La herida chechena
A los jefes políticos y militares rusos no les gustan los testigos. Son conscientes de que la primera guerra de Chechenia (1994-1996) se perdió, entre otras cosas, porque hubo muchos testigos, periodistas que se movían casi sin trabas a ambos lados del frente y contaban los estragos de los bombardeos entre la población civil, la determinación de los milicianos independentistas por combatir hasta la muerte o el caos y la desmoralización en un ejército ruso que ya no era ni la sombra de lo que fue.

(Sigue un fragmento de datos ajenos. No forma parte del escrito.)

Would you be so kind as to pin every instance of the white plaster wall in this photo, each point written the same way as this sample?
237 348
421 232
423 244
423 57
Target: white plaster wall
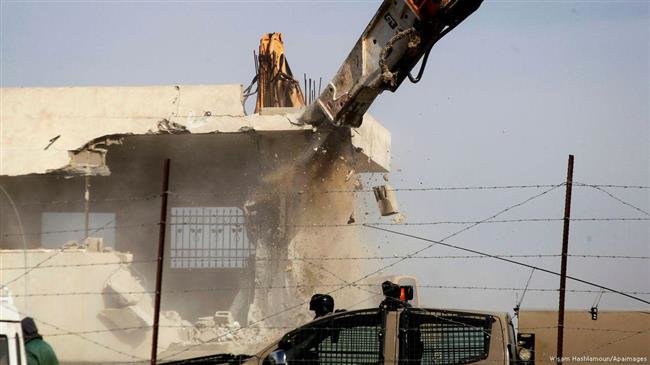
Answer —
59 312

Para la segunda guerra, iniciada en octubre de 1999 y que nadie sabe cuándo acabará, Vladímir Putin (primero como jefe del Gobierno ruso y, tres meses más tarde, como presidente) puso todos los medios para no caer en el mismo error. El control casi absoluto de la televisión, el acceso restringido y controlado de los periodistas a la zona de combate, las detenciones temporales de informadores que se saltaban las prohibiciones y, paradójicamente, el justificado temor de éstos a caer en manos de las bandas de secuestradores que habían convertido Chechenia en una tierra sin ley facilitaron la tarea al líder del Kremlin.

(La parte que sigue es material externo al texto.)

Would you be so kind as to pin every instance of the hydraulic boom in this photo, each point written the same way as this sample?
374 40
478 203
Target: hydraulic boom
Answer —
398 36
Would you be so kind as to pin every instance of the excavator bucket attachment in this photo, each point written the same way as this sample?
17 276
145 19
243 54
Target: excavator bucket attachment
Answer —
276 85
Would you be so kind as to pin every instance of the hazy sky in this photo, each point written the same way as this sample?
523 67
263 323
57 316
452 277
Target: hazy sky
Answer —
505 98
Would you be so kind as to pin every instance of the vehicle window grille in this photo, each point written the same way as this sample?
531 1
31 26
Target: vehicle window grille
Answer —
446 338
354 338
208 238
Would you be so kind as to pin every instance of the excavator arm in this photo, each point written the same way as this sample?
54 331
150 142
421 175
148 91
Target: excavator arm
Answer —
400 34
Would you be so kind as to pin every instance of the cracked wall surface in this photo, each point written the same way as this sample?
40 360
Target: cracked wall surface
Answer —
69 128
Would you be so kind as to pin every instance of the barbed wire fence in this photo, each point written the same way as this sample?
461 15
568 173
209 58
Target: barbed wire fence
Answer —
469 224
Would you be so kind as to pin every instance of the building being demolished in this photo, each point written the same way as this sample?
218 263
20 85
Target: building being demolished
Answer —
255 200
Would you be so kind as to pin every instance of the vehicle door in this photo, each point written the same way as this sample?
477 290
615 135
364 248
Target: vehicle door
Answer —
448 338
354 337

UNA GUERRA SUCIA Una reportera en la guerra de Chechenia
Anna Politkovskaya
Traducción de Catalina Martínez
RBA. Barcelona, 2003
383 páginas. 21 euros
Algunos hombres y mujeres como Politkovskaya, autora de Una guerra sucia (una testigo molesta), y los restos de libertad de prensa que quedan en Rusia, impidieron que Putin tuviese un éxito total en su empeño de ocultar la verdad de lo que oficialmente se califica de "operación antiterrorista". Thomas de Waal, coautor con Carlota Gall de un libro imprescindible para entender la primera guerra de Chechenia (A small victorious war), desmonta esta denominación en el prólogo del libro de Politkovskaya con una simple frase: "No se arrasan ciudades en operaciones antiterroristas".
En Una guerra sucia, la periodista del quincenal Novaya Gazeta recoge sus reportajes sobre el terreno entre el verano de 1999 y la primavera de 2001. No es neutral. Se pone de parte de un bando: el de las víctimas. Verdugos los hay, rusos y chechenos. Las víctimas son legión, y Politkovskaya recoge sus voces con una prosa cargada de desesperanza, ya sean soldados enviados a la fuerza a la guerra, apenas adiestrados y mal alimentados y tratados, como de internos de un asilo de ancianos de Grozni cogidos entre dos fuegos, supervivientes de matanzas en "operaciones de limpieza" o refugiados sin otra preocupación que obtener un poco de comida para sobrevivir.
No hay concesiones en Una guerra sucia. Sólo testimonio, compasión y denuncia. Vuelvo al prólogo de Thomas de Waal: Anna Politkovskaya es como el Virgilio de la Divina comedia que guía a Dante a través del infierno.